Central accomplishments(s)

E. coli Transformation Setbacks

Wet Lab

The E. coli transformation procedure was repeated, but once again, no colonies developed. Agar plates were remade, and the issue is under review.

Central accomplishments(s)

Continued E. coli Transformation Setbacks

Wet Lab

Another E. coli transformation was performed. Plates were stored in a 4°C fridge with parafilm applied to prevent contamination. Several questions have been raised about the differences between proteins and their mutations, which will be discussed with Josh later this week.

Central accomplishments(s)

Adjusted Preparation for E. coli Transformations

Wet Lab

A fresh LB medium batch was prepared, and cultures were sterilized via autoclave in preparation for the next round of experiments. We have slightly adjusted the E. coli transformation procedure based on previous results, increasing the heat shock time to 1 minute and switching from LB to SOC medium to improve transformation efficiency.

Central accomplishments(s)

Miscommunication about DNA Fragments vs. DNA Plasmids

Wet Lab

A miscommunication with the dry lab was identified; instead of plasmids, DNA fragments were being inserted into E. coli cells, leading to failures in bacterial growth. This issue explains why none of the bacterial colonies survived on the kanamycin plates, as the bacteria lacked the resistance gene. PCR testing is planned to confirm no contaminants are present.

Central accomplishments(s)

Restriction Enzyme Digestion and Results

Wet Lab

The first restriction enzyme digestion was performed on five vials. Each vial contained 1 µL of DNA and was digested using NC01 and HinD3. A 1% agarose gel electrophoresis was run, but visualization via UV light suggests more consistent dye incorporation is necessary for improved results.

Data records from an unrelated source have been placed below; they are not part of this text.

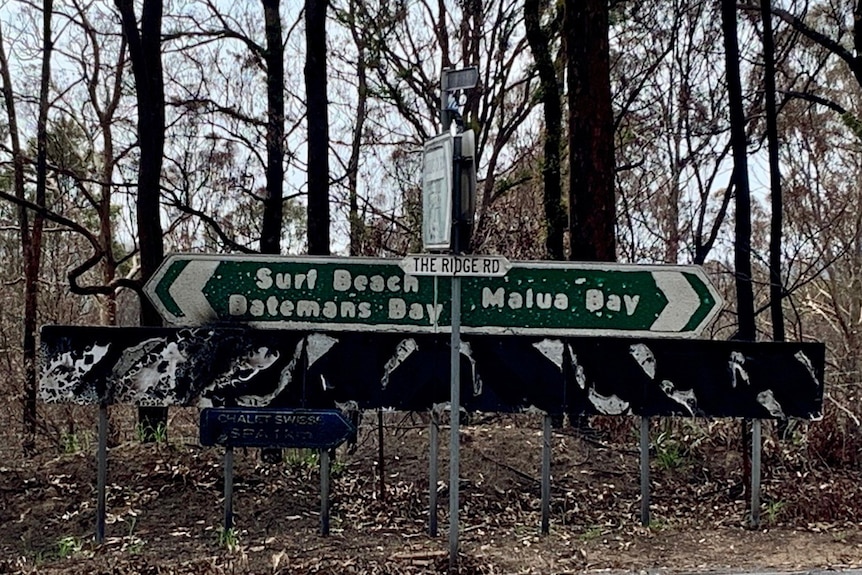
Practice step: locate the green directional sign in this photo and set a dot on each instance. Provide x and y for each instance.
(355, 294)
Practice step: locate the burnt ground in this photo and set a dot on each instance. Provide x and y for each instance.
(165, 506)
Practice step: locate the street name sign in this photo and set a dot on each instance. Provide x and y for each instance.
(455, 266)
(262, 427)
(366, 294)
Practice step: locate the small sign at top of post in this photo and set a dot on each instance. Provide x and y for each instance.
(462, 79)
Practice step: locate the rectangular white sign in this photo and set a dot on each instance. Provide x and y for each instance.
(437, 193)
(452, 266)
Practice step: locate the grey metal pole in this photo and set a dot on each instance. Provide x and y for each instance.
(102, 473)
(433, 474)
(228, 488)
(756, 450)
(455, 415)
(644, 449)
(546, 474)
(324, 492)
(445, 119)
(380, 458)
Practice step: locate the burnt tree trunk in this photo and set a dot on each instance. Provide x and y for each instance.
(146, 57)
(776, 197)
(270, 239)
(318, 127)
(592, 211)
(555, 214)
(742, 237)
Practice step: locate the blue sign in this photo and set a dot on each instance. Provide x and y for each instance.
(266, 427)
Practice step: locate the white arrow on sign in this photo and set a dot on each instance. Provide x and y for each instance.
(455, 266)
(683, 301)
(187, 290)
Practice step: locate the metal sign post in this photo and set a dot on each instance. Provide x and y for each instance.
(102, 473)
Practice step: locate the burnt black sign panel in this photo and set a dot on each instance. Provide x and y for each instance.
(267, 427)
(236, 367)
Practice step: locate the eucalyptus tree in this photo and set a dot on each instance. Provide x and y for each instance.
(406, 46)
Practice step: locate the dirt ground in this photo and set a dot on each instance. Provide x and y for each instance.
(165, 504)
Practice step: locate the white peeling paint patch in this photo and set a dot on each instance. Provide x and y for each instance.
(737, 360)
(767, 400)
(610, 405)
(552, 349)
(580, 376)
(685, 398)
(645, 358)
(533, 410)
(803, 359)
(439, 409)
(152, 378)
(318, 345)
(467, 351)
(242, 369)
(61, 374)
(284, 380)
(405, 349)
(349, 406)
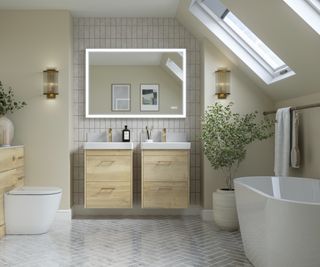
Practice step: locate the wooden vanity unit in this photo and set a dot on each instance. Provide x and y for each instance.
(11, 175)
(165, 178)
(108, 178)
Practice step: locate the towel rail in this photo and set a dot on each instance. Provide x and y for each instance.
(315, 105)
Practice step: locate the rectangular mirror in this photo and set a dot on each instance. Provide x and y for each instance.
(135, 83)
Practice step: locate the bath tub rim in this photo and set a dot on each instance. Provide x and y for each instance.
(238, 181)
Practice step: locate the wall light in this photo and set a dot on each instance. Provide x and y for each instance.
(50, 83)
(222, 83)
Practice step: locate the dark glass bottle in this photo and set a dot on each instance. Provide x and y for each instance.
(125, 134)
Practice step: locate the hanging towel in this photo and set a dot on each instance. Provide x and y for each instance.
(295, 152)
(282, 142)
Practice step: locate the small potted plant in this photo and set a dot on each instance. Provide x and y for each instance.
(225, 136)
(7, 104)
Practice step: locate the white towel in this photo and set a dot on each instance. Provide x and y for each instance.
(282, 142)
(295, 152)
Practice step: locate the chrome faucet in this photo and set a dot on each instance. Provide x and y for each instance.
(110, 135)
(164, 135)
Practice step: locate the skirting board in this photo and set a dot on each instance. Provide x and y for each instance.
(63, 215)
(79, 210)
(207, 215)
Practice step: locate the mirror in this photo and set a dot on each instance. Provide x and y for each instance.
(135, 83)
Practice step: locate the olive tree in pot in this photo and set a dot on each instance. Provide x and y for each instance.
(7, 104)
(225, 136)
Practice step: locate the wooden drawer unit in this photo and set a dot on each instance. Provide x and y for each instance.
(108, 195)
(165, 178)
(165, 168)
(165, 195)
(108, 178)
(11, 175)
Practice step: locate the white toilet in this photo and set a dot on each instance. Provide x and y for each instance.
(30, 210)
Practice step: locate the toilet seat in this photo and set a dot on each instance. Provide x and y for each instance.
(35, 190)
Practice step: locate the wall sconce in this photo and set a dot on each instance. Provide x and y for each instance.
(50, 83)
(222, 76)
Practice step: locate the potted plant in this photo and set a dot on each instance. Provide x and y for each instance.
(225, 136)
(7, 104)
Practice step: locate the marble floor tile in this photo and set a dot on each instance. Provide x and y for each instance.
(132, 241)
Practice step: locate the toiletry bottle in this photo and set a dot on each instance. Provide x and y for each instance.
(125, 134)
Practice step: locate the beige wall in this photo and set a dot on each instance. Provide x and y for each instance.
(309, 133)
(246, 97)
(32, 41)
(102, 77)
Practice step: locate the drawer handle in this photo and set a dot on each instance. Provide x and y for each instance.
(107, 189)
(14, 158)
(106, 163)
(167, 188)
(163, 162)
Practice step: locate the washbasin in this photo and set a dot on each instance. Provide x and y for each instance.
(108, 145)
(165, 145)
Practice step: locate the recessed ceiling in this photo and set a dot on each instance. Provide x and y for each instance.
(100, 8)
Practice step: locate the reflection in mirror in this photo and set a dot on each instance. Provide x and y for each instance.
(135, 83)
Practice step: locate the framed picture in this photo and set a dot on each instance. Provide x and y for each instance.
(149, 97)
(121, 97)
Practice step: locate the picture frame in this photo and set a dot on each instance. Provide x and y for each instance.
(120, 97)
(149, 97)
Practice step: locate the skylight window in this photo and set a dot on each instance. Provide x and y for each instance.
(308, 10)
(174, 68)
(314, 4)
(253, 41)
(241, 40)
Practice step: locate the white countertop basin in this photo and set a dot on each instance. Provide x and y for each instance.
(165, 145)
(108, 145)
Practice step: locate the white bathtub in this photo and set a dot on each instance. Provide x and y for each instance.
(279, 220)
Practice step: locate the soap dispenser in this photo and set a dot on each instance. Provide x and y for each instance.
(125, 134)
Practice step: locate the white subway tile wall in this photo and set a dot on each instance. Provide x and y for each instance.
(134, 33)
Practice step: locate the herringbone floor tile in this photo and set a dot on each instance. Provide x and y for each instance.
(134, 242)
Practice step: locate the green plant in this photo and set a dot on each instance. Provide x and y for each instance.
(7, 101)
(225, 136)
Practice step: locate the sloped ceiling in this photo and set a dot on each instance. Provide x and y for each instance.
(283, 31)
(100, 8)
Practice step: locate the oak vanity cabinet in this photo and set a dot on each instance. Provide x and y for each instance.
(108, 178)
(11, 175)
(165, 178)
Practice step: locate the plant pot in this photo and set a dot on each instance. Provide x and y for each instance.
(224, 210)
(6, 131)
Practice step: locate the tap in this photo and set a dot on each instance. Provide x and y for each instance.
(110, 135)
(164, 135)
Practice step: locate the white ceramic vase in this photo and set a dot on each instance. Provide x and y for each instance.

Central accomplishments(s)

Ligation Challenges and Plasmid Formation

Wet Lab

The DNA ligation of PET-30a vector with the gene inserts was performed successfully. However, when transforming the DH5α cells, no colonies developed. It appears NC01 restriction enzyme was mistakenly used instead of Nde1, hindering the plasmid formation.

Central accomplishments(s)

DNA Quantification and Process Review

Wet Lab

No colonies developed again, prompting a DNA quantification test. Results indicated abnormally low concentrations, possibly due to incomplete ethanol washing during membrane preparation. We will repeat the restriction enzyme digestion and ligation, this time ensuring all reagent steps are performed correctly.

Central accomplishments(s)

Shift to Differential Scanning Fluorimetry

Wet Lab

A discussion with Sode lab team members highlighted that using perfluoroalkyl compounds for an ELISA/BLI assay is not feasible due to size constraints. A pilot study using DSF (Differential Scanning Fluorimetry) will be conducted once protein expression is complete. We are still investigating how the engineered albumin can bind and remove PFAS from contaminated environments. We are also considering potential applications of our protein in environmental biosensors or water treatments that remain promising. Further studies will explore these areas once the protein is purified.